Well, I’m back! It feels like I’ve been away forever. Even sitting in front of a laptop feels a bit weird.
It goes without saying that we had a great time. I’ve not been on a beach holiday for years, not least because me and swimwear have never been the best of friends. And I’ve never been on an all-inclusive holiday like this one, ever. As you know, I went with the Boy’s family, and their biggest priority is keeping his 7 year-old niece and 4 year-old nephew entertained (no small feat, I promise you), so this type of holiday is perfect for all concerned. And I have to say that I felt bloody good … I was by no means the thinnest person by the pool, but I felt absolutely confident wandering about in my swimming costume and sarong. It was actually quite emotional, if I’m honest. I felt like I had a right to be there and that nobody was staring at me. One of the big triggers for me embarking on lighter life was the knowledge that this holiday was planned and booked … it would have been unbearable had I not lost the weight.

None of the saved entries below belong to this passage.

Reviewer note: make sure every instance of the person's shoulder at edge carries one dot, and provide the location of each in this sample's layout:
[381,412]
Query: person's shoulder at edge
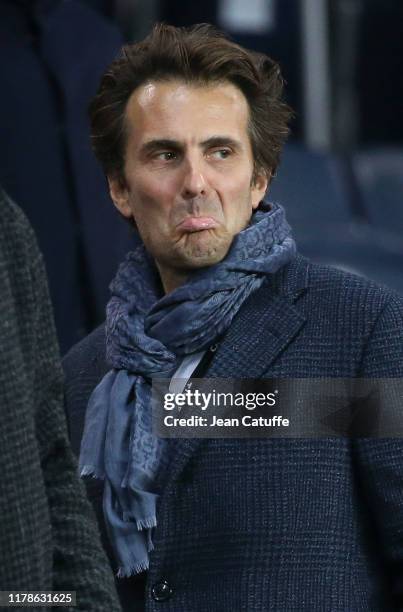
[320,281]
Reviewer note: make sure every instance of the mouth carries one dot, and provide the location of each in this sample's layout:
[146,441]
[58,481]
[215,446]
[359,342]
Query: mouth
[197,224]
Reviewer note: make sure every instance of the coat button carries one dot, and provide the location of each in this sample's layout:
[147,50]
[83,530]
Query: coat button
[161,591]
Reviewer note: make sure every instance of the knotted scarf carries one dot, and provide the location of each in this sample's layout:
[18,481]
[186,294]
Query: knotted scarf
[147,336]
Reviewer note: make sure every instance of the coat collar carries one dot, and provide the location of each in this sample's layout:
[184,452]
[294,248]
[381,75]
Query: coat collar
[275,319]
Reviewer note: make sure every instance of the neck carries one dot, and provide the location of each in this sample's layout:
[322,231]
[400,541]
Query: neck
[172,279]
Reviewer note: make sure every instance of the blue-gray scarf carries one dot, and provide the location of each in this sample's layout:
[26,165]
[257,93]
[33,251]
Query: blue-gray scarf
[148,336]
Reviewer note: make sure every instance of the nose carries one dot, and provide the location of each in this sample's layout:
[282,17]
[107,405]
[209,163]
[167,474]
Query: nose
[194,180]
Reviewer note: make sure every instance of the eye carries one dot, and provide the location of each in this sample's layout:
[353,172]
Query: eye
[166,155]
[220,153]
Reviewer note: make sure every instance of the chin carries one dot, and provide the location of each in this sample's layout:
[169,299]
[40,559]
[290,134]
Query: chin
[200,250]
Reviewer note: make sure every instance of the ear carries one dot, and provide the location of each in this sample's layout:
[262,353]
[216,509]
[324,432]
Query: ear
[120,195]
[259,186]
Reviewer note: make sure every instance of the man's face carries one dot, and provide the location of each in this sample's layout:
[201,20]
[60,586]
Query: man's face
[188,171]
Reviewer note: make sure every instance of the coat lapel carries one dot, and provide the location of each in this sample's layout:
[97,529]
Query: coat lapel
[264,326]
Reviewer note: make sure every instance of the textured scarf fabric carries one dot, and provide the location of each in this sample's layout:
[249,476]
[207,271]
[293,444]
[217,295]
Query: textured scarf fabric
[147,336]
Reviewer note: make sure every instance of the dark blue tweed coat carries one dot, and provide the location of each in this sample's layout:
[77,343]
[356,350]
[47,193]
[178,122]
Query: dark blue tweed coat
[279,524]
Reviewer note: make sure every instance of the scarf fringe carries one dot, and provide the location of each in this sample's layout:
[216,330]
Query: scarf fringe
[89,470]
[141,566]
[146,523]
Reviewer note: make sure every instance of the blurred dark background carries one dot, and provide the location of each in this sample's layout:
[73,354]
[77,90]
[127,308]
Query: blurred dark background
[341,178]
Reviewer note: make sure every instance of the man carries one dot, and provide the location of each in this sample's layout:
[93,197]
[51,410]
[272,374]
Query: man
[48,535]
[189,129]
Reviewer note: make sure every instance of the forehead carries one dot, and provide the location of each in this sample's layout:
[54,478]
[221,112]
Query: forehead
[180,111]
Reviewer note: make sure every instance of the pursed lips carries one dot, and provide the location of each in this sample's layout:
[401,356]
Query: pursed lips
[197,224]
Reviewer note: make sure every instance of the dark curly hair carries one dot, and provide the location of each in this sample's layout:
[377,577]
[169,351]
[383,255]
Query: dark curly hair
[201,55]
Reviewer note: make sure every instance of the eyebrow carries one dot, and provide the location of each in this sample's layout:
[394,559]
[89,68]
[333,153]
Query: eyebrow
[167,143]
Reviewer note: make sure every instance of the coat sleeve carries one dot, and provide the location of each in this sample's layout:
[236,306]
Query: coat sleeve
[79,562]
[380,459]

From a diet point of view, this kind of holiday is potentially nothing short of disastrous 🙂 The supply of food and drink is unrelenting … obviously, as we all know, willpower does exist and nobody is ever forced to eat or drink, but for people with a tendency to overeat then all-inclusive holidays are a minefield. Many people that I saw over the last few days were using their stay as a licence to indulge to alarming (and sometimes disgusting) degrees. It wasn’t unusual to see people consume three loaded plates of food at one sitting and then pile up another plate with cakes from the dessert trolley. I don’t mean to sound pious, but I was genuinely shocked. It was like the barbecue effect (graze until you might explode) magnified a hundred times. Now, as I’ve said before, people’s weight really is their own business, and if adults choose to be overweight then that’s entirely up to them. What really got to me was the children. It was absolutely heartbreaking to see young kids, some of whom were already significantly overweight, piling their plates high with junk, junk and more junk. I think there’s something in the mentality of an all-inclusive package that says ‘well, I’ve paid for this, so it doesn’t matter if the food goes to waste’ which meant that some families’ tables were literally groaning with food … and if kids can help themselves to as much ice cream or chips or chicken nuggets as they can carry, then that’s exactly what they’re going to do. It was incredibly sad. These are the kids who are going to grow up to find themselves in the same situation as I did … overweight, unhealthy and downright miserable.
And how did I cope? Well, I’ve not dared to go near the scales just yet, but if I’m not significantly heavier than when I left twelve days ago then I’ll be mighty surprised. I didn’t go crazy, by any stretch of the imagination (although I have identified two major personal weaknesses in the form of bread and ice cream), but I was by no means perfect either. Broadly speaking I limited myself to two meals a day (thanks to my trusty vanilla shakes), stuck to salad and protein, went easy on the carbs and avoided fried food. Back in the bad old days I had an alarming fondness for chips, so I was delighted to discover that I could avoid them quite easily (I had them once in the whole time I was there). I steered clear of beer, and drank mainly dry white wine topped up with sparkling mineral water. That said, I’m still estimating that I’ve probably gone half a stone in the wrong direction.
A couple of posts ago I was discussing the fact that my counsellor has suggested that I go back into abstinence. I’ve decided that’s what I’m going to do. Not only will it help me to compensate for the excesses of the holiday, but I don’t feel that I’ve settled at a weight that I’m happy with. Going into management early meant that I had no buffer zone and, frankly, I’ve come so far that it seems lunatic not to use this opportunity to get to where I want to be. So as of this morning I’m back on the shakes and bars. I’m hoping that I have the willpower to stick at it for those critical few weeks (I’m hoping no more than four, but who knows?). If I really do find it impossible, then I think I will compromise with three food packs and one salad and protein meal. Here’s hoping that I can do it.
Anyway, I must go. I’m up to my eyeballs in dirty washing. Deep joy!